Enter me - I have never liked conflict. I've always had a tendency to run from tense situations and preferred to resolve issues from a distance so I didn't have to face people while they were angry. As I entered my relationship with my ex, I had no idea about the depth of his issues, and found myself facing conflict with him again and again, getting worse and worse as his abuse of me reached a point where I became traumatized and fearful for my life.

I left this relationship, and was diagnosed with PTSD by the therapist a saw after. I have found that I am now even more wary of conflict than I was before, and tend to avoid situations that have even the slightest hint of possible tension. Before, I could stand my ground on things that I felt were worth facing a conflict, even though I didn't like it. Now, if I sense tension, I say or do whatever I can to get out of the situation quickly and avoid the conflict, filled with anxiety as I try to avoid a fight.

--

Based on these two personal examples and reading through the other posts, I think a person's inclination toward violence really has nothing at all to do with whether or not they have PTSD and more to do with their natural inclination to swing towards "fight" or "flight" when their instincts kick in. Everyone will have a personal tendency to choose one over the other based on nothing more than their personality - and I think those with PTSD just have that fight or flight response triggered more than normal.

It's like that instinct was tuned in to hyperactivity - responding to even the slightest hint of danger, where someone without PTSD would only have that instinct kick in for truly life threatening situations. I think people with PTSD that typically lash out more are leaning toward the "fight" end, and those who typically dissociate more are leaning toward the "flight" end.
 
Its interesting as my sister and I identified with different parents. My father was the obviously aggressive one and it seems my sister barely remembers my mother growing up.

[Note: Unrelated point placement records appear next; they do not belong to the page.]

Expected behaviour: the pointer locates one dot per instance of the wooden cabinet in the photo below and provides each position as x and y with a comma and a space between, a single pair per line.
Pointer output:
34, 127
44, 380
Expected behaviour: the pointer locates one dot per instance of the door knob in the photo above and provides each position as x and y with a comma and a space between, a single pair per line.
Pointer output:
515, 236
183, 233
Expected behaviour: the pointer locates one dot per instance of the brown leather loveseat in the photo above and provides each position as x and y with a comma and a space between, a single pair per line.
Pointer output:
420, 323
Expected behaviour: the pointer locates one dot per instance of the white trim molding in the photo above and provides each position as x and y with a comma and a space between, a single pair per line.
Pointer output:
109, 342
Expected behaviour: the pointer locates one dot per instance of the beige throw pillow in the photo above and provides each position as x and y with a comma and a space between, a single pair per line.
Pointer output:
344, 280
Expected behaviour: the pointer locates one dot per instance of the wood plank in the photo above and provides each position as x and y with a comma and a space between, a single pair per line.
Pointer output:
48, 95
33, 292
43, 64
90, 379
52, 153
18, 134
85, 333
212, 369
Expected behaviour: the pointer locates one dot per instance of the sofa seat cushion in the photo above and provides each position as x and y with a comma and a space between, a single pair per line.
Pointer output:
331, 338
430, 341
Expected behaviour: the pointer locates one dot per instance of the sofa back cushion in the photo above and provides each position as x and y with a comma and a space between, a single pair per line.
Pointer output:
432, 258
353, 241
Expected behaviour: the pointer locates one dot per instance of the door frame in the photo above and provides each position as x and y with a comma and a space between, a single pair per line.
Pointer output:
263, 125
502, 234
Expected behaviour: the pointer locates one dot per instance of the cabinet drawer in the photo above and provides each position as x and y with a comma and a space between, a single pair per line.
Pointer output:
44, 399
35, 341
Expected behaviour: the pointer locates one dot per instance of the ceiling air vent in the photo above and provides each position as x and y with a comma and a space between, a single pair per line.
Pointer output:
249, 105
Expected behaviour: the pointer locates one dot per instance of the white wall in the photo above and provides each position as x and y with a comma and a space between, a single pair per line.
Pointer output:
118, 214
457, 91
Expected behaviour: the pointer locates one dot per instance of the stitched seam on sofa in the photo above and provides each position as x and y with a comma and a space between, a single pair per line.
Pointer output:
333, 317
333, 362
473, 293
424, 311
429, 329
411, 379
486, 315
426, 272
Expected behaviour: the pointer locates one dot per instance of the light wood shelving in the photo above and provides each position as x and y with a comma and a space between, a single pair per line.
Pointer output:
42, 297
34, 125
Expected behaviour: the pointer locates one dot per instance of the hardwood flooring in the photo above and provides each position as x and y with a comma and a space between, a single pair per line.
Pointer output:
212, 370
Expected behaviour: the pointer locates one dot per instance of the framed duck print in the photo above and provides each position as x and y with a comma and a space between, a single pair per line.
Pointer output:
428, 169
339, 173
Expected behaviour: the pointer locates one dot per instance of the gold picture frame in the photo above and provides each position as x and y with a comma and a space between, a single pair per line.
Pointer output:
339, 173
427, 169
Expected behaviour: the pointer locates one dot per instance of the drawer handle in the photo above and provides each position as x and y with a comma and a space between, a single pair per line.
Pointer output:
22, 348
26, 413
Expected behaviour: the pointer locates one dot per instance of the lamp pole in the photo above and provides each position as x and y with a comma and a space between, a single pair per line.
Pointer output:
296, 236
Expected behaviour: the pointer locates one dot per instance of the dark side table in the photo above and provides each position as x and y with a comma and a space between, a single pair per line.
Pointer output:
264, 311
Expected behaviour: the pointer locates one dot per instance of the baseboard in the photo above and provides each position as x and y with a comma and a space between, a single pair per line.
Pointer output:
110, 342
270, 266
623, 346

It seems to me that anger makes her feel powerful in the moment and it is hard for her to avoid that reflex reaction whereas for me anger is frightening and being out of control. I often think anger is when someone wants to control others more than self and lack of anger when someone wants to control self more than others. I see both as flip sides of exactly the same coin. They are both problems with anger. It's just a little like Russian roulette which way it swings and to do with many different factors.

My favourite article by Pete Walker is again relevant too.https://www.myptsd.com/threads/complex-post-traumatic-stress-disorder-cptsd.13764/
 
It could be that the nature of the training and trauma contributes to later life tendency towards violence. I don't know. I don't like to stereotype but if a person is trained to fight by professionals, that will be a difficult training to undo.

I was never in combat. I was abused as a child and always turned the other cheek, hoping that loving them enuf would stop it.

It didn't work.

I was hurt so much I go out of my way not to hurt others if I can help it.

But combat or no, violent or no, the studies say that PTSD and C-PTSD sufferers have little to no compassion for themselves.

But if they drink, well...forget about any predictable rational behavior. The nicest people sober turn into Dr. Jekyll - Mr. Hyde types. Alcohol is a drug that affects stress hormones big time, as in adrenalin, etc. Then all bets are off.

Excuse my rant. I guess I mined a vein.